Why limit yourself to advertising in a local newspaper when for the same money you could advertise yourself globally?

Marketing is about understanding and creating the environment where customers want to buy, using techniques such as advertising, sales promotion and public relations.

In-depth research

For market research, the Internet provides an ideal starting point. Customer surveys, business reports, specialist data, market analysis – you’ll find a mass of accessible, up-to-date information about your market and potential markets. You could even learn useful things by looking at your competitors’ Web sites.

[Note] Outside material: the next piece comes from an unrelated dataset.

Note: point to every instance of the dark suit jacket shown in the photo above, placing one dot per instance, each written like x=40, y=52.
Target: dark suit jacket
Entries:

Over 90% of companies using the Internet use it for information gathering.

Better targeting

Promote your company inexpensively to potential customers round the world through a Web site on the Internet. Unlike mail-shots which are sent unsolicited to customers, with a Web site customers come to you. It shows they are already interested in your market.

Web sites record how many ‘hits’ or visitors your site gets (and how long they stay). Asking people to register for further information provides you with valuable marketing leads.

Regular follow-ups

Web marketing needs tailoring to the opportunities and limitations of the medium. Once you have drawn someone to your Web site, the key is to keep them interested. Detailed up-to-date price lists, special offers and new products in small, accessible, structured pages. Let potential customers use your Web site to e-mail you enquiries and comments. Or keep in regular contact with customers by sending direct mail shots automatically by e-mail.

The Nottingham Cake and Cookie Company puts images of their cakes and cookies taken with a digital camera on their Web site. To encourage responses, their smallest cake can be sent anywhere in the world for just £2.50, and with any kind of message on top. People in over 65 countries have placed orders.

Cheaper catalogues

For many small companies, the cost of printing catalogues can be expensive. If you need to target specific companies, then consider a CD-ROM as an alternative. For small runs, the unit cost of a CD-Rom can be cheaper than producing a large, glossy catalogue. Unlike a paper catalogue which can’t be changed, publishing in electronic format makes it easier to make future amendment like price changes, half-way through the year.

Nearly three quarters of businesses have computers with CD-ROM.

Questions & Answers

Q. I want to promote myself, but I don’t have a lot of money to spend.
A. Compared with traditional advertising and marketing, such as using the local radio and press, the cost of setting up and maintaining a Web site is small. Especially when you consider you will be reaching the whole world. And for very simple sites, you might be able to do all the work yourself.

Q. How can I carry out some inexpensive market research before I launch a new product?
A. Use your Web site as a market research medium. For example, if you have developed a new fly fishing hook, you could contact the fly fishing newsgroups on the Internet, inviting the first 50 visitors to your Web site to be the first to try out your new product.

You will score in a number of ways:

  • you will get e-mail addresses for your target market;
  • you will gather invaluable pre-launch market research from the feedback you get;
  • you will have drawn attention to your company Web site, creating further opportunities for selling other associated products.